The second bombshell was even more direct: Grassley and Graham issued a criminal referral of Christopher Steele to the Department of Justice and FBI. They were asking the DOJ to investigate whether Steele had lied to federal investigators about his contacts with the media and his sources.

The referral was clinical in its devastation. It laid out, in careful legal language, how Steele had told the FBI one thing under oath and told a British court something completely different. Someone was lying. And lying to federal investigators is a felony.

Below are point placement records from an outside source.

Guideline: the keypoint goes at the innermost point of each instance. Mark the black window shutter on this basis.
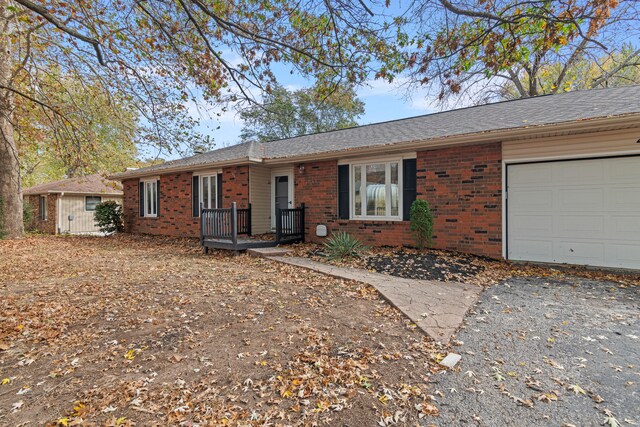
(219, 195)
(343, 191)
(410, 184)
(195, 195)
(141, 197)
(158, 197)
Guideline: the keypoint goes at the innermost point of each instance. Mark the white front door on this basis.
(281, 191)
(576, 212)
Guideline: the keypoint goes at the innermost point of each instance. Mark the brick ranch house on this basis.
(53, 203)
(553, 179)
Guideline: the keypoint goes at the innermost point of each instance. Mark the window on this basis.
(43, 208)
(150, 197)
(376, 190)
(208, 191)
(90, 203)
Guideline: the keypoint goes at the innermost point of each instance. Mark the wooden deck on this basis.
(223, 228)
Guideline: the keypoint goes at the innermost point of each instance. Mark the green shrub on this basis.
(108, 217)
(421, 223)
(341, 245)
(28, 216)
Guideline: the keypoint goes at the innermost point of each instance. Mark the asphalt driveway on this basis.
(538, 352)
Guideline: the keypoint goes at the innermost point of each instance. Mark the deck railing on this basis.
(290, 224)
(226, 224)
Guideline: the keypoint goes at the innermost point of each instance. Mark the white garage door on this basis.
(576, 212)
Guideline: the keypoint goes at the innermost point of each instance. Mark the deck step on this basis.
(267, 252)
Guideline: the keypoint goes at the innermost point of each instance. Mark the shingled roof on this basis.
(531, 113)
(90, 184)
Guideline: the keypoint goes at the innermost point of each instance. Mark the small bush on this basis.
(108, 217)
(421, 223)
(341, 245)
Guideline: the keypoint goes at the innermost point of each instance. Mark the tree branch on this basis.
(61, 26)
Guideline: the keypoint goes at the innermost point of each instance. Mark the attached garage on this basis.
(583, 211)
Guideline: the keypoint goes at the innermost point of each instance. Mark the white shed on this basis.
(68, 206)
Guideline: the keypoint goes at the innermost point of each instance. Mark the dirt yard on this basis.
(142, 331)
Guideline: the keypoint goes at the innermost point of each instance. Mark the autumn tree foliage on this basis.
(106, 128)
(476, 47)
(159, 55)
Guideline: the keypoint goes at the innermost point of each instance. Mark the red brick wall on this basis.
(50, 225)
(175, 216)
(463, 186)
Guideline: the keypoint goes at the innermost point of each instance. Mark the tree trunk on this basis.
(10, 192)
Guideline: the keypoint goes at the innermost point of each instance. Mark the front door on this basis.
(282, 193)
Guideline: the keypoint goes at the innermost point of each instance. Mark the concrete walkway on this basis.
(438, 308)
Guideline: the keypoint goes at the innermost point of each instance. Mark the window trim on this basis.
(352, 199)
(213, 176)
(144, 182)
(44, 214)
(85, 203)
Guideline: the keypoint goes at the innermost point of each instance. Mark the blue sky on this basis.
(383, 102)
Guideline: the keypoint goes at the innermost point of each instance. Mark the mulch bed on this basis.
(434, 264)
(431, 265)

The message was clear: the dossier’s author was potentially a criminal, and the FBI had used his work anyway.


February 7, 2018

House Judiciary Chairman Bob Goodlatte wasn’t waiting for permission. He sent a letter directly to FISA Court Judge Rosemary Collyer requesting documents related to the surveillance of Trump associates.

It was an extraordinary move. Members of Congress don’t typically make demands of federal judges, especially judges on the secretive Foreign Intelligence Surveillance Court. But these weren’t typical times.